Donna: Those are your plant-based ones, but hydrochloric acid, pepsin, and pancreatin are not from that sort, so those [crosstalk 00:16:25].
Dave: Yeah, those are the ones that I take.
Donna: Yeah. Those are good. The ones that are plant-based, those are the ones that come from …
Dave: The ones that come from aspergillus, you’re saying?
Dave: Exactly. In other words, digestive enzymes don’t usually come from plants, they come from animals. Things that come from an animal, like from their digestive tract, are usually pretty good. Things like ox bile.
Dave: Things like pancreatin that comes from an animal source [crosstalk 00:16:51]-
Donna: They tend to be low as we stress out, as we get aged, those are the ones that we start to stop making. Replacing those makes sense.
Dave: I’ve been taking those with just about every meal for 15 years, and I think it’s just important because even if you have a somewhat healthy gut, supporting that is just a good idea.
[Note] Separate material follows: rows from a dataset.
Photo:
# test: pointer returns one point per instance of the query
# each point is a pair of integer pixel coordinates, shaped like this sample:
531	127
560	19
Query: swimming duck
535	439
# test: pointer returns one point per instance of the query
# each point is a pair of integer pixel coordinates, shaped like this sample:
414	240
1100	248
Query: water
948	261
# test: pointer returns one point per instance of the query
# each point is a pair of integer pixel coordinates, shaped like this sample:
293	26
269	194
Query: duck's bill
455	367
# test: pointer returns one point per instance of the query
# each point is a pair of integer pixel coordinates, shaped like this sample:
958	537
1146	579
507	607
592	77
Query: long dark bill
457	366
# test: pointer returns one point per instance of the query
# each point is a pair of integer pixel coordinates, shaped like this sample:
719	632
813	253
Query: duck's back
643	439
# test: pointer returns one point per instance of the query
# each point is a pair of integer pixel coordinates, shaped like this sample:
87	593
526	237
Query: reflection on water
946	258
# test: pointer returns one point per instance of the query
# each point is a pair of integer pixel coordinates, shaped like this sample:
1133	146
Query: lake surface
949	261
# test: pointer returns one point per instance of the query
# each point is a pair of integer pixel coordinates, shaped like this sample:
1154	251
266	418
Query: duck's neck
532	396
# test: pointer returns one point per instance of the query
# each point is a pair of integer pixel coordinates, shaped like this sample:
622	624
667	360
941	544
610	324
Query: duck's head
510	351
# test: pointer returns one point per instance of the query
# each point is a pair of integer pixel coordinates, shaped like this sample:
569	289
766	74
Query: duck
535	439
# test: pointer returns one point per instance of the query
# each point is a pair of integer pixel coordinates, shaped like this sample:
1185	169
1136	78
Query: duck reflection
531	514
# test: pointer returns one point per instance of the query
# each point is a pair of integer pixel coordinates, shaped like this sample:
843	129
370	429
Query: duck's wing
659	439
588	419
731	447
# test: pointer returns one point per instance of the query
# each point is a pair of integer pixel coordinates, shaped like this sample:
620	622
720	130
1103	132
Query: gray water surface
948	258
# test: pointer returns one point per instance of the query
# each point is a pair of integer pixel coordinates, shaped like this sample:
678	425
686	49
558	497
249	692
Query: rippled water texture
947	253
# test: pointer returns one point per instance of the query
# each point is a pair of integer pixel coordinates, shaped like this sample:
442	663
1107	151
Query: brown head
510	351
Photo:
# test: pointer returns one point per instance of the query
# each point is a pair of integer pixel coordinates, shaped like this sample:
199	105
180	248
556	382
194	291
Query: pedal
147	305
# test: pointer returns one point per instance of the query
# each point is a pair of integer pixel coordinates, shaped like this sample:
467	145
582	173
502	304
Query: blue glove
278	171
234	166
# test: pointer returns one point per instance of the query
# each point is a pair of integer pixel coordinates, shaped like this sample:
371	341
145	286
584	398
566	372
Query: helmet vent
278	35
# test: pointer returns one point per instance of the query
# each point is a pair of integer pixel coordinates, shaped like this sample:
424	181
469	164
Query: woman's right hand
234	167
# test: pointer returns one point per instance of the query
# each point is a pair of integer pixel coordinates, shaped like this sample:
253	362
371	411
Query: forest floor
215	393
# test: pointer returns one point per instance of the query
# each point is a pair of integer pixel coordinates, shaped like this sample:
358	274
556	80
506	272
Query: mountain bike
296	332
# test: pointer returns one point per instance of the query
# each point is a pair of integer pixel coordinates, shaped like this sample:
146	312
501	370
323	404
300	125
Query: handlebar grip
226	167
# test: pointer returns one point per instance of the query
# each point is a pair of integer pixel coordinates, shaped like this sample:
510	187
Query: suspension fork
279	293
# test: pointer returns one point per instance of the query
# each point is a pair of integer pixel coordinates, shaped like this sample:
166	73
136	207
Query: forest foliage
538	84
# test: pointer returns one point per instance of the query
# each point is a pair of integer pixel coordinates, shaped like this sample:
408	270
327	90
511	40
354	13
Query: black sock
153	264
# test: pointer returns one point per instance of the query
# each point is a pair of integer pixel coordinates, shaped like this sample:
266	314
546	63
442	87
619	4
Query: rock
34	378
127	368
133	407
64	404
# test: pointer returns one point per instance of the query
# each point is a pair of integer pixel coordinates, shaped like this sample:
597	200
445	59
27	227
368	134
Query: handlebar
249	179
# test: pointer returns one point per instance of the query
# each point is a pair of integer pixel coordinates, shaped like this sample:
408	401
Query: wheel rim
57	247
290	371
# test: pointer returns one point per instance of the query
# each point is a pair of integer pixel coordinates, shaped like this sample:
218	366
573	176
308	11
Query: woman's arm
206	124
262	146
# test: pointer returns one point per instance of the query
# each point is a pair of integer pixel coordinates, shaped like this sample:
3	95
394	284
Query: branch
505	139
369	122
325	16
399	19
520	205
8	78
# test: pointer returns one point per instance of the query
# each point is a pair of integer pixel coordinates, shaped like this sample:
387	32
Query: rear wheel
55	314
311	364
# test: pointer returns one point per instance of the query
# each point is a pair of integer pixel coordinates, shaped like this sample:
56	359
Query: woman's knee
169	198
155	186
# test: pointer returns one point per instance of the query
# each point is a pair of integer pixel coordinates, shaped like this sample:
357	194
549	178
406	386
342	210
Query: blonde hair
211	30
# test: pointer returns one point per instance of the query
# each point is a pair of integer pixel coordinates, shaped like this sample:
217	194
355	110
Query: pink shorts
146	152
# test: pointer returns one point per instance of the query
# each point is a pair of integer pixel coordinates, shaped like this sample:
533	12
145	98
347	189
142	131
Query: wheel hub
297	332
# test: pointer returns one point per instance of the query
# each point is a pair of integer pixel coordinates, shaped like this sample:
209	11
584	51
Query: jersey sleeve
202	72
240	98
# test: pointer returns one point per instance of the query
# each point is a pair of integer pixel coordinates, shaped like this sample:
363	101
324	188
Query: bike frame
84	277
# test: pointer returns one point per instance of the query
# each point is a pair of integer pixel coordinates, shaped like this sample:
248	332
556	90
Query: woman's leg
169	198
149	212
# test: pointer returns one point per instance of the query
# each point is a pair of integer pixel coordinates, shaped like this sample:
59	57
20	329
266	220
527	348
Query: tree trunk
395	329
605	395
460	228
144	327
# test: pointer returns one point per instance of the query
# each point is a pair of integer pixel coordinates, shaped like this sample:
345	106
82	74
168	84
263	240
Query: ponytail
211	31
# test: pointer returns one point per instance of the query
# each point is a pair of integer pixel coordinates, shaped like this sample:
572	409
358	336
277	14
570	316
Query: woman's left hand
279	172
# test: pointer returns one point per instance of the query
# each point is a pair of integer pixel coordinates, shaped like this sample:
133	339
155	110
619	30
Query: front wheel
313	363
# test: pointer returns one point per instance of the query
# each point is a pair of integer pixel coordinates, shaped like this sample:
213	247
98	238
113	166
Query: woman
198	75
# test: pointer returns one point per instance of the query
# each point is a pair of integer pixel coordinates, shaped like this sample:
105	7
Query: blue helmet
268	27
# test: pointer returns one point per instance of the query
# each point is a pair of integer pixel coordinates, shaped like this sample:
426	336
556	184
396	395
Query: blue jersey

Donna: I totally agree with that. Me too. I’m pretty religious about taking digestive enzymes.
Dave: Let’s talk about food combining. To be really open about it, I experimented with food combining a long time ago. I was really strict. I kept logs. This is more than 10 years ago when I was doing some of the nutritional stuff that I was figuring out. I kept logs. “Don’t eat watermelon with this. Never eat lemon and cantaloupe together,” and all these other weird rules that honestly didn’t always make that much sense, and I never detected a single difference in my health from it.
Why food combining? Why is it in your top three?
Donna: To me, lemon and watermelon are fine together.
Dave: I’m kidding. I don’t remember what it was, but watermelon has special status. It was just like, “Really? Some of this is a bit excessive.”
Donna: Okay, so really simply, fruit digests very very quickly, so if you’re going to eat a piece of fruit it’s going to be in and out of the stomach in about 30 minutes. If you eat a piece of toast, let’s say, with the fruit, bowl of cereal with milk, it’s all trapped in there, and it’s going to cause gas and bloating. So you’re fermenting that food, basically, in a bad kind of way.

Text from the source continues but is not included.